ほとんどの方が住宅を実際に建てることは始めてのことでしょうから、良いのか悪いのか判別がつかず、不安になることが多いと思います。そして、完璧を求めると施工者側がそれに答えられないことにだんだん苛立ちを覚えるようになります。これが幾度か繰り返されると、(本来繰り返されることはまずいんですが・・・)、たまりにたまったストレスが爆発して、とても嫌な思いをすることになります。
住宅だけでなく、建築に関するトラブルは、この認識の違いによる物がビックリするほど多いです。また、このような感情的なもつれは「解決」する事は難しく、いつまでも緒を引きずることになります。
(明らかに欠陥や手抜きの場合は別です)
特に、工場などで物作りに携っていらっしゃる方は、完璧を求める傾向にあると感じます。
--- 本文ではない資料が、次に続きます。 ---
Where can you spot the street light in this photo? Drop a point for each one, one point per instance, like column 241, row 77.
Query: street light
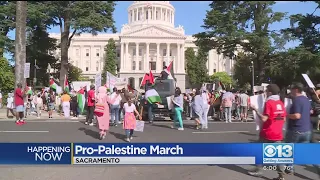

それは、普段のお仕事などで精密な「精度」を求められているからだと思います。そして、その精度は「機械」を利用することで達成されている事がほとんどだと思います。
しかし、人が手を加える部分に関して同じような精度を望む事は難しく、腕の違いも表れます。
このことを知った上で、住宅建築に望むと心理状態としてはかなり「余裕」のある状態で望める事でしょう。
しかし、高いお金を払うわけですから妥協をする必要もありません。注文者としての権利もありますので、主張すべきところははっきり主張すべきです。
そして、良いか悪いかの判別がつかない時は我々のような間に入って物が言える立場の人間に相談すると良いでしょう。